AIT, NUI Galway, Institute of Technology Carlow, St Angela’s College in Sligo, Cork Institute of Technology, and Institute of Technology Tallaght have formed the Shannon consortium to get better value for money for utilities such as electricity.
The move by the colleges comes following the establishment by Minister O’Keeffe of a steering group chaired by the Higher Education Authority (HEA ) to identify ways to cut costs and create efficiencies in the universities and institutes of technology.
Last year, the electricity bill for the six institutions came to €4.2 million.
Falling energy costs, group tendering, and greater competition in the market means that this year the institutions estimate the bill will come to €2.7 million - a saving of €1.5 million.
While last year the institutions had a mix of suppliers, Airtricity will this year supply energy to all but St Angela’s College following a competitive tender process.
Minister O’Keeffe said: “It is clear from these savings figures that by applying logical, commonsense shared services, and procurement practices we can cut millions out of our colleges’ annual expenditure.

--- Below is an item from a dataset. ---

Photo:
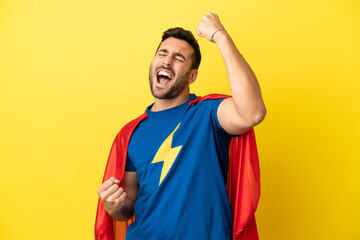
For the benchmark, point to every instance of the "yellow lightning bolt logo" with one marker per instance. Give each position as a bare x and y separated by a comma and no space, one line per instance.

“I am pleased that our colleges have responded to my challenge to become more efficient and streamlined, cutting the fat out of their budgets and getting better value for money for the taxpayer.
Minister O’Keeffe has now asked his officials to meet management bodies and the National Public Procurement Operations Unit to discuss ways in which schools and VECs can also find savings and efficiencies by pooling their procurement activities for utilities, supplies and services.
Other collaborative procurement options being examined in colleges are in the areas of insurance, cleaning and facilities management, stationery, auditing and information technology.